Francis Nyamnjoh draws our attention to the obsession with "completeness" that dominates thinking about contemporary nation-states and questions of belonging.


An introductory lecture by Francis Nyamnjoh, Professor of Social Anthropology at the University of Cape Town

 

Time: 7th October | 16:00 – 18:00 SAST/CEST

Location: Online

Registration: Please send an e-mail to bettina.schoen@hu-berlin.de to receive the link to the lecture


Responses by

  • Naika Foroutan Professor of Integration Research and Social Policy, Institute for Social Sciences, Humboldt University Berlin
  • Regina Römhild Professor of Postcolonial Anthropology of Europe, Institute for European Ethnology, Humboldt University Berlin
  • Federico Settler Professor of Sociology of African Religions, School of Religion, Philosophy and Classics, University of Kwazulu-Natal

 

From a pan-African, historically situated perspective, "incompleteness" can be postulated as a principle based on openness to the permanent becoming of social relations and interdependencies. To what extent are the current postcolonial border regimes the product of an irredeemable desire for completeness – while cross-border mobilities and relationalities are perceived as a threat of incompleteness? Discussing Nyamnjoh's thought will cast a new critical light on the current trends of vehemently denying and fighting the (post)migrant realities of a world in motion.

Francis Nyamnjoh has been a professor of social anthropology at the University of Cape Town since 2009. Previously, he headed the publications department of the Council for the Development of Social Science Research in Africa (CODESRIA).

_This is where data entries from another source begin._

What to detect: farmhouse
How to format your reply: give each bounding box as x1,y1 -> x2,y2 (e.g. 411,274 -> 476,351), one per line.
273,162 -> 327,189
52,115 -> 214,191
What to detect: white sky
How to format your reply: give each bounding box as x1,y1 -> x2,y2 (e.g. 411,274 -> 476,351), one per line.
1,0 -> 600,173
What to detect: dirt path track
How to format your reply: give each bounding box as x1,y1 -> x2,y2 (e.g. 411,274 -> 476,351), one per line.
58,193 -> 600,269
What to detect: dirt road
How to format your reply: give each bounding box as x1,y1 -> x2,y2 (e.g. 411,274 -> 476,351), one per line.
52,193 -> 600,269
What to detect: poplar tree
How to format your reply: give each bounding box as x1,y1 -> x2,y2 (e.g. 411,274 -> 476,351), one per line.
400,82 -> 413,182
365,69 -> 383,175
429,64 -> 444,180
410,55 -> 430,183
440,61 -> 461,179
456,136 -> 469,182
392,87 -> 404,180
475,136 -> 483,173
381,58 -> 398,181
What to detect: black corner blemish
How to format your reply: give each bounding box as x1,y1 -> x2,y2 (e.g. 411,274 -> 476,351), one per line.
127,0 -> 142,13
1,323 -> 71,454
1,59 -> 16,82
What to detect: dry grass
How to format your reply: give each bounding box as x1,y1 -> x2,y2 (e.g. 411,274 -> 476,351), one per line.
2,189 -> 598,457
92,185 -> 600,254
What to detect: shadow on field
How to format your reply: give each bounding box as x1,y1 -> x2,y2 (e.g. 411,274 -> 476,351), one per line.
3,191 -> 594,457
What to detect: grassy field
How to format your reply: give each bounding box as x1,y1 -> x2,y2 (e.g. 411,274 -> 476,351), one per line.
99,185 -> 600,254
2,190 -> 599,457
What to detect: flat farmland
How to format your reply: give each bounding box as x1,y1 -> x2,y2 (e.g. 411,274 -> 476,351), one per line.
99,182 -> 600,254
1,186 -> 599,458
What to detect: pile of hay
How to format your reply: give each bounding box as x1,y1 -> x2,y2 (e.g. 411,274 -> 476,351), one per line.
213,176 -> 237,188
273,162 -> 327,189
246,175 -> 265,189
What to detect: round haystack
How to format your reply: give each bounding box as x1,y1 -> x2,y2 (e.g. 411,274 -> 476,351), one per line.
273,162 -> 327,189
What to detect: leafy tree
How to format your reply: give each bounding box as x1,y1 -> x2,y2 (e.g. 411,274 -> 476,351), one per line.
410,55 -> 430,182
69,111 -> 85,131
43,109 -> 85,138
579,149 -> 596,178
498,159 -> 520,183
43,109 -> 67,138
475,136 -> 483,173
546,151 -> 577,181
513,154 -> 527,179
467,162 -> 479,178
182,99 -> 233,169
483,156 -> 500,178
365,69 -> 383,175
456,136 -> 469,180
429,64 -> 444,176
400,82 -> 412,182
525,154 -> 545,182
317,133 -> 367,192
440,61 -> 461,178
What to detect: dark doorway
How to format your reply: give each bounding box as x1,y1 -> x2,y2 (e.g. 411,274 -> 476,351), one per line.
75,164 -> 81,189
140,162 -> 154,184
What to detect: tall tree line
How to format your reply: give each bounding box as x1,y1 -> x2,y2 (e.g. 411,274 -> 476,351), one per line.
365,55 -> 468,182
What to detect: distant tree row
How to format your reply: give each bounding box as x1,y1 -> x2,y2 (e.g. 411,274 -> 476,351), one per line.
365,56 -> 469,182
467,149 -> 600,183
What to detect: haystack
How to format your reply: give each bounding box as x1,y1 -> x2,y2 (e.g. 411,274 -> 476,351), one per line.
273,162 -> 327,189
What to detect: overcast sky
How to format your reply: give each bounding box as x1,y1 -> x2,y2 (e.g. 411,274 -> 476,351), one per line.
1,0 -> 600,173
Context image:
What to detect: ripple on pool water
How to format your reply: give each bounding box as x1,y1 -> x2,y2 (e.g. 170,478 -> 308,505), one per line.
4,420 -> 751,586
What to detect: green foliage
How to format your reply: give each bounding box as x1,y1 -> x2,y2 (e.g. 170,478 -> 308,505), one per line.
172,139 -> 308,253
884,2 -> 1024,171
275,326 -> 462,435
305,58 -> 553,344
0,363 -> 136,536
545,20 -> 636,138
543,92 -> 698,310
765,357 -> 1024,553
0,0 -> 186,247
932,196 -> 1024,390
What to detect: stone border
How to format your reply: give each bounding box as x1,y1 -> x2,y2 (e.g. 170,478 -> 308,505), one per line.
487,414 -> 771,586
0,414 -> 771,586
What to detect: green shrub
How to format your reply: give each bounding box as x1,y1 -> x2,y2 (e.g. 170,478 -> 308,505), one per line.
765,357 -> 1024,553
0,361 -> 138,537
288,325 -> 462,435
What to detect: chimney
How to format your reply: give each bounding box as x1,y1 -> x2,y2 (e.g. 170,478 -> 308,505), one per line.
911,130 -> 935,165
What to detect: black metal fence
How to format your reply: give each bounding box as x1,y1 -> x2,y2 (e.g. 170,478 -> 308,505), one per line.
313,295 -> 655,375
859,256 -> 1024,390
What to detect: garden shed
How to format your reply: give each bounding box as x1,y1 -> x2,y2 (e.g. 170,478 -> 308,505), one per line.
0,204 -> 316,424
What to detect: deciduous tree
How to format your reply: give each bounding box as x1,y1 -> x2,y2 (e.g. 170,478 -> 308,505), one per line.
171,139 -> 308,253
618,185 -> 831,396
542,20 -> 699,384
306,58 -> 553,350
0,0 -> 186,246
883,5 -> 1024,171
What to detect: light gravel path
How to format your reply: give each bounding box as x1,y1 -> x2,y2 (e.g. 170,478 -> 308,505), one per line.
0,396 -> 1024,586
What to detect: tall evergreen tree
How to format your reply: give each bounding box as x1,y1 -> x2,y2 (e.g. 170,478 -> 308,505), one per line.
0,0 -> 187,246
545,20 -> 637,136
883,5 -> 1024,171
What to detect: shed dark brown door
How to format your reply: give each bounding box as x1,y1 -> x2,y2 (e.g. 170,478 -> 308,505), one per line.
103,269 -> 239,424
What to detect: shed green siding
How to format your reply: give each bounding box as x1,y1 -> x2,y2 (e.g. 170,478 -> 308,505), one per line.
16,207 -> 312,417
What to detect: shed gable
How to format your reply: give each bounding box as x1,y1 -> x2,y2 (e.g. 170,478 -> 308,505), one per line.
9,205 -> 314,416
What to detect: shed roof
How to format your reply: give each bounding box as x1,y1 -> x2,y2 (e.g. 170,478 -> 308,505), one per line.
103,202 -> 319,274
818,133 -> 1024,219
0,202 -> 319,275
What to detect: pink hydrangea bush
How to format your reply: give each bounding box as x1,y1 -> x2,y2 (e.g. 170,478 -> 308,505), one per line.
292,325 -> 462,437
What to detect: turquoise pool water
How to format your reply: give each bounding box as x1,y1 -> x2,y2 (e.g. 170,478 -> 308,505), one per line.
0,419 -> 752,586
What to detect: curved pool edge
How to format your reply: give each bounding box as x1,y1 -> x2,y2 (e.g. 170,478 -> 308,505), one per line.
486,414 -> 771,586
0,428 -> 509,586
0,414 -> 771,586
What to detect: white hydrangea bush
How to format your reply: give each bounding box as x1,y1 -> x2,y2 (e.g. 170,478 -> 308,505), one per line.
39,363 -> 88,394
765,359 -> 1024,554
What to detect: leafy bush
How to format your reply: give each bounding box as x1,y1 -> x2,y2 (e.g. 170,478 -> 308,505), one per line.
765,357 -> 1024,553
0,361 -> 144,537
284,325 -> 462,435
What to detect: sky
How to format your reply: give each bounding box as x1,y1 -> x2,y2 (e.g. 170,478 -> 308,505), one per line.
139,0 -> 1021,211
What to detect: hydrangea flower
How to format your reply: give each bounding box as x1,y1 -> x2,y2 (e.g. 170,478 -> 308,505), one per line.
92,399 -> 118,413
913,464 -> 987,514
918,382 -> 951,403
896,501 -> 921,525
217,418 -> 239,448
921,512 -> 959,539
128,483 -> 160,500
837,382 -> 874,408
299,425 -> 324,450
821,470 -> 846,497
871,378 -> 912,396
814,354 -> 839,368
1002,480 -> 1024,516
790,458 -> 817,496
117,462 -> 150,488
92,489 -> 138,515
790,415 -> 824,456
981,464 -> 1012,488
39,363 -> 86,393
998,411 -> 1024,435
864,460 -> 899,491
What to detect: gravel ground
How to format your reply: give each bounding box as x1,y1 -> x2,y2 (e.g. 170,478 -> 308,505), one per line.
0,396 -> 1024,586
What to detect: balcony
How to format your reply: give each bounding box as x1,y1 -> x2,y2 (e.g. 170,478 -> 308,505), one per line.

He has received numerous awards for his work and is a Fellow of the Cameroon Academy of Sciences, the African Academy of Sciences, the Academy of Science of South Africa the College of Fellows of the University of Cape Town, and International Fellow of the British Academy. Since 2019, he has chaired the Scientific Advisory Committee of the Stellenbosch Institute for Advanced Study (STIAS). His latest writing – on which also this panel discussion builds – comprises: Incompleteness, Mobility and Conviviality. Bamenda, Cameroon: Langaa Research & Publishing 2023.

This event is is organised in the context of Transformative Religion. Religion as Situated Knowledge in Processes of Social Transformation, an International Research Training Group, funded by the National Research Foundation of South Africa and the German Research Foundation, a transcontinental cooperation between Humboldt University Berlin, Stellenbosch University, University of Kwazulu-Natal and University of the Western Cape.